Depression, anxiety and other mental health issues can affect anyone – including children. In fact, it’s estimated that one in five children struggle with mental health, but only one-third receive the treatment they need.
“Many adults don’t associate mental health challenges with children,” says Chad Lennon, MD, child and adolescent psychiatrist at Adventist HealthCare Shady Grove Medical Center. “But the reality is that some children will face anxiety, depression and other issues. It’s important for parents to be able to recognize these signs and offer the support their children need.”
Signs and symptoms of mental health issues in children
The most common mental disorders in children include:
- Attention-Deficit/Hyperactivity Disorder (ADHD)
- Behavioral disorders
Symptoms and warning signs of these can vary greatly based on the condition and child. Dr. Lennon recommends talking with your child’s pediatrician if something seems out of the norm for your child.
“Trust your gut,” he encourages. “Parents know their child best, and if your child is demonstrating troubling behavior for more than a few days or weeks and just doesn’t seem like himself, call your pediatrician. Your child’s doctor knows your child and can offer guidance on whether it’s just a phase or if your child needs more support to deal with whatever he is facing.”
Other symptoms of mental illness in children include:
- Decline in school performance
- Change in friendships
- Loss of interest in favorite activities
- Constant worry or anxiety
- Frequent nightmares
- Sadness or irritability
- Frequent temper tantrums
“A mental health condition is an illness. It is a result of the chemicals in the brain not working or responding as they usually do,” explains Dr. Lennon. “And just as you would seek treatment for an ear ache or illness in your child, you also shouldn’t hesitate to seek treatment for a mental health illness.”
Get your child the help, support needed
“There are many effective treatment options for mental health conditions in children, and there’s no shame in getting the help and support your child needs,” says Dr. Lennon. “A trained mental health provider will work closely with your child to create a treatment plan that’s right for your child.”
Treatment may include:
- Talk therapy
- Cognitive behavior therapy
- Developing coping skills
Build open, honest communication
A loving, supportive home can go a long way in encouraging your child’s mental health – whether or not they are facing a diagnosed condition.
“Keep the lines of communication open with your child,” encourages Dr. Lennon. “As children grow they are more open to friends than parents, but when you find time to connect and talk with your child, they will be more likely to share their concerns and worries with you – giving you the opportunity to offer the support they need.”

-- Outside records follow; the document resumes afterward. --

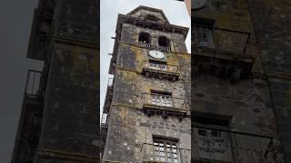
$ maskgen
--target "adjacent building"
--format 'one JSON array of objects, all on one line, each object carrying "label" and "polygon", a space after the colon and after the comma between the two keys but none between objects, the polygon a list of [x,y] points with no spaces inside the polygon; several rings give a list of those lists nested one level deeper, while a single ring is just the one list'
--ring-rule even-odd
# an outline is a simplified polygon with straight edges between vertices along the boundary
[{"label": "adjacent building", "polygon": [[290,2],[192,1],[194,162],[290,162]]},{"label": "adjacent building", "polygon": [[99,162],[99,5],[39,0],[11,163]]}]

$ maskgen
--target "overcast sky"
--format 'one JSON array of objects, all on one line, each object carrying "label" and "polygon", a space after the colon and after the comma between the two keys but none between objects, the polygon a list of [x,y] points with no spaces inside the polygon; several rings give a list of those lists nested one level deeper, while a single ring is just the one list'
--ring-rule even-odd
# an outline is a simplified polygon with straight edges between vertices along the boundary
[{"label": "overcast sky", "polygon": [[[126,14],[139,5],[146,5],[162,9],[170,24],[190,28],[191,20],[184,2],[175,0],[101,0],[100,6],[100,112],[106,93],[108,82],[108,69],[112,53],[117,14]],[[186,38],[188,53],[191,52],[191,32]]]},{"label": "overcast sky", "polygon": [[0,2],[0,162],[11,158],[28,69],[42,62],[26,58],[30,27],[37,0]]}]

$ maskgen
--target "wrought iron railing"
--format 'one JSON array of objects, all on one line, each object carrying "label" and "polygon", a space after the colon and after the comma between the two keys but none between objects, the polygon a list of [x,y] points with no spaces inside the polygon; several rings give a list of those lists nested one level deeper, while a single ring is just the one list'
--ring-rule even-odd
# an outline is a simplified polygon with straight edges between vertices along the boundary
[{"label": "wrought iron railing", "polygon": [[25,83],[25,94],[30,97],[43,95],[43,72],[29,70]]},{"label": "wrought iron railing", "polygon": [[276,155],[271,137],[199,126],[194,132],[195,160],[264,163]]},{"label": "wrought iron railing", "polygon": [[170,73],[178,73],[179,67],[177,65],[172,64],[160,64],[160,65],[152,65],[151,62],[147,61],[143,62],[143,69],[158,71],[161,72],[170,72]]},{"label": "wrought iron railing", "polygon": [[144,47],[144,48],[151,48],[152,47],[151,43],[143,43],[143,42],[138,42],[138,46]]},{"label": "wrought iron railing", "polygon": [[[143,143],[140,149],[140,158],[139,163],[183,163],[183,162],[191,162],[191,149],[176,147],[175,153],[176,156],[168,157],[166,147],[165,147],[165,157],[162,155],[156,155],[155,152],[155,145],[150,143]],[[173,149],[172,149],[173,150]],[[176,158],[175,159],[174,158]]]},{"label": "wrought iron railing", "polygon": [[164,51],[164,52],[171,52],[172,51],[171,47],[166,47],[166,46],[158,46],[158,49],[160,51]]},{"label": "wrought iron railing", "polygon": [[156,108],[173,111],[188,111],[188,102],[186,98],[175,98],[170,95],[157,93],[142,94],[143,108]]},{"label": "wrought iron railing", "polygon": [[112,88],[114,86],[114,77],[109,77],[108,78],[107,86],[110,87],[110,88]]}]

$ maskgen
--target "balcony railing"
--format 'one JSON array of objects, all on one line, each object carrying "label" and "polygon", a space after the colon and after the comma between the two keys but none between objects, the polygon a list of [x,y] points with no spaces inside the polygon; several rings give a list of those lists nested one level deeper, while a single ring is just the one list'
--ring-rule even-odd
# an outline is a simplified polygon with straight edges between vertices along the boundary
[{"label": "balcony railing", "polygon": [[110,77],[107,82],[106,96],[104,103],[104,112],[108,113],[114,92],[114,77]]},{"label": "balcony railing", "polygon": [[153,64],[149,62],[143,62],[143,72],[146,77],[155,76],[161,79],[176,81],[179,78],[179,67],[171,64]]},{"label": "balcony railing", "polygon": [[25,94],[30,98],[43,96],[42,82],[43,72],[39,71],[29,70],[27,73]]},{"label": "balcony railing", "polygon": [[160,51],[164,51],[164,52],[171,52],[172,51],[171,47],[166,47],[166,46],[158,46],[158,49]]},{"label": "balcony railing", "polygon": [[144,48],[148,48],[148,49],[152,47],[152,45],[150,43],[146,43],[143,42],[138,42],[138,46],[144,47]]},{"label": "balcony railing", "polygon": [[113,84],[114,84],[114,77],[110,77],[108,79],[107,86],[111,88],[113,87]]},{"label": "balcony railing", "polygon": [[[165,150],[167,150],[165,148]],[[155,146],[154,144],[144,143],[140,149],[140,158],[139,163],[183,163],[183,162],[191,162],[191,149],[183,149],[176,147],[176,158],[177,159],[174,159],[169,158],[168,156],[165,156],[164,159],[161,157],[157,157],[155,154]],[[166,155],[166,151],[165,152]]]},{"label": "balcony railing", "polygon": [[102,120],[101,120],[101,126],[102,127],[108,127],[108,114],[103,113]]},{"label": "balcony railing", "polygon": [[174,98],[167,95],[143,93],[142,104],[144,109],[155,109],[185,113],[188,111],[188,103],[186,99]]},{"label": "balcony railing", "polygon": [[192,155],[196,161],[268,162],[276,155],[270,137],[197,126],[194,129]]}]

Dr. Lennon also encourages parents to build relationships with the adults and friends your children are close to – whether it’s a coach, teacher or sibling – and get a well-rounded picture of how your child is doing.
Mental health is a strength, not a weakness
Too often, a mental health issue is seen as a weakness. But, when parents and children can recognize they need help – and seek that help out – it’s truly a sign of strength.
“Don’t be afraid to reach out to a therapist or psychiatrist if that’s something your child needs – or something you need as a parent,” says Dr. Lennon. “It can make a difference in your children’s mental and physical health.”